The Boston Globe‘s Joan Vennochi: “IF TUESDAY’S primaries unfold as expected, the brand-new Charlie Baker gets to run for governor against the same old Martha Coakley.

“Baker shed his tie, and with it — at least so far — any past mistakes. By simply opening his top shirt button, it seems, the tense, compassion-deprived Republican who lost to Governor Deval Patrick in 2010 reemerged as mellow everyman.

“Coakley is not so lucky. Her 2010 loss to Scott Brown still hangs around her neck, like an ugly Christmas cravat.”

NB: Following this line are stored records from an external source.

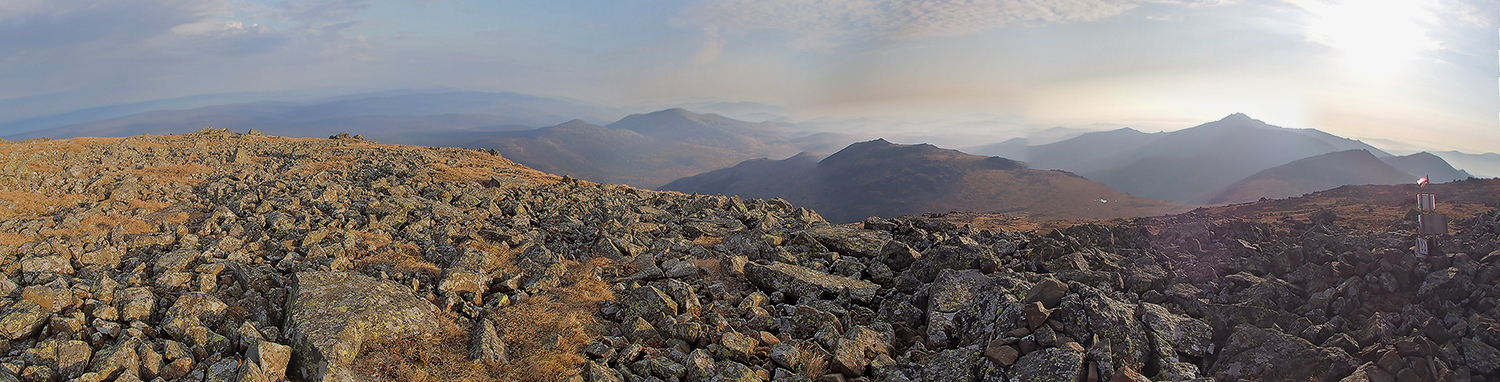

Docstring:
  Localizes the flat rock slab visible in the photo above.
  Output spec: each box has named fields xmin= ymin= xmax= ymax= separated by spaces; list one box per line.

xmin=807 ymin=226 xmax=891 ymax=258
xmin=287 ymin=271 xmax=443 ymax=381
xmin=746 ymin=262 xmax=881 ymax=301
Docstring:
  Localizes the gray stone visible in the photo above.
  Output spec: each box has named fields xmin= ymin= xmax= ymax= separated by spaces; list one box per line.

xmin=287 ymin=271 xmax=443 ymax=381
xmin=807 ymin=225 xmax=891 ymax=258
xmin=1209 ymin=324 xmax=1359 ymax=381
xmin=1008 ymin=348 xmax=1083 ymax=382
xmin=0 ymin=300 xmax=48 ymax=340
xmin=470 ymin=319 xmax=509 ymax=364
xmin=746 ymin=262 xmax=881 ymax=301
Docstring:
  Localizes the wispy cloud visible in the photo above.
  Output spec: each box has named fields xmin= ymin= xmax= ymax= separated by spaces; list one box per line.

xmin=678 ymin=0 xmax=1235 ymax=51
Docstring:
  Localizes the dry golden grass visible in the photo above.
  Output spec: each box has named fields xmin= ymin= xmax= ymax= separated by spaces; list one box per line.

xmin=354 ymin=259 xmax=614 ymax=382
xmin=125 ymin=163 xmax=213 ymax=184
xmin=356 ymin=241 xmax=443 ymax=279
xmin=0 ymin=190 xmax=89 ymax=216
xmin=693 ymin=259 xmax=722 ymax=274
xmin=53 ymin=214 xmax=156 ymax=238
xmin=693 ymin=235 xmax=725 ymax=247
xmin=492 ymin=259 xmax=615 ymax=381
xmin=353 ymin=325 xmax=498 ymax=382
xmin=0 ymin=232 xmax=32 ymax=246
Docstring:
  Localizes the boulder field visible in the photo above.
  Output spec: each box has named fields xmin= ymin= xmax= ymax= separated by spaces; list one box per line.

xmin=0 ymin=129 xmax=1500 ymax=382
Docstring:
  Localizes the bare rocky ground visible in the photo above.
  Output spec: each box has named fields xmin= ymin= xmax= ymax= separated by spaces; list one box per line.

xmin=0 ymin=129 xmax=1500 ymax=382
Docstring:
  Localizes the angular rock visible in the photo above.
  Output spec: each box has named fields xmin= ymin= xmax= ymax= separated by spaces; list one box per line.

xmin=1209 ymin=324 xmax=1359 ymax=381
xmin=1140 ymin=303 xmax=1214 ymax=357
xmin=0 ymin=300 xmax=48 ymax=340
xmin=746 ymin=262 xmax=881 ymax=301
xmin=89 ymin=339 xmax=141 ymax=379
xmin=923 ymin=346 xmax=990 ymax=382
xmin=165 ymin=292 xmax=230 ymax=342
xmin=1022 ymin=277 xmax=1068 ymax=309
xmin=285 ymin=271 xmax=443 ymax=381
xmin=114 ymin=286 xmax=156 ymax=321
xmin=470 ymin=319 xmax=509 ymax=364
xmin=620 ymin=285 xmax=678 ymax=321
xmin=807 ymin=225 xmax=891 ymax=258
xmin=1008 ymin=348 xmax=1083 ymax=382
xmin=21 ymin=256 xmax=74 ymax=274
xmin=719 ymin=331 xmax=756 ymax=363
xmin=1079 ymin=285 xmax=1151 ymax=378
xmin=1458 ymin=339 xmax=1500 ymax=375
xmin=245 ymin=342 xmax=291 ymax=381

“After eight years of Democratic control of the executive and legislative branches, it feels like pendulum time in Massachusetts. The primary hasn’t helped Coakley, either.”

The New York Times: “But the magnitude of forfeiting ‘Teddy’s seat’ to the Republicans has loomed so large in the Massachusetts psyche, and among Democrats nationwide, that it has superseded her successes. ‘I’ll always be the woman who lost Ted Kennedy’s seat’”

The Berkshire Eagle: “Coakley has said she wants to win in part to erase memories of her defeat in a 2010 special election to fill the U.S. Senate seat vacated by the death of Sen. Edward M. ‘Ted’ Kennedy. Her comparatively weak showing among party regulars, officials and some activists — despite strong support in polls — is linked by most observers to that disappointing defeat to Republican Scott Brown.”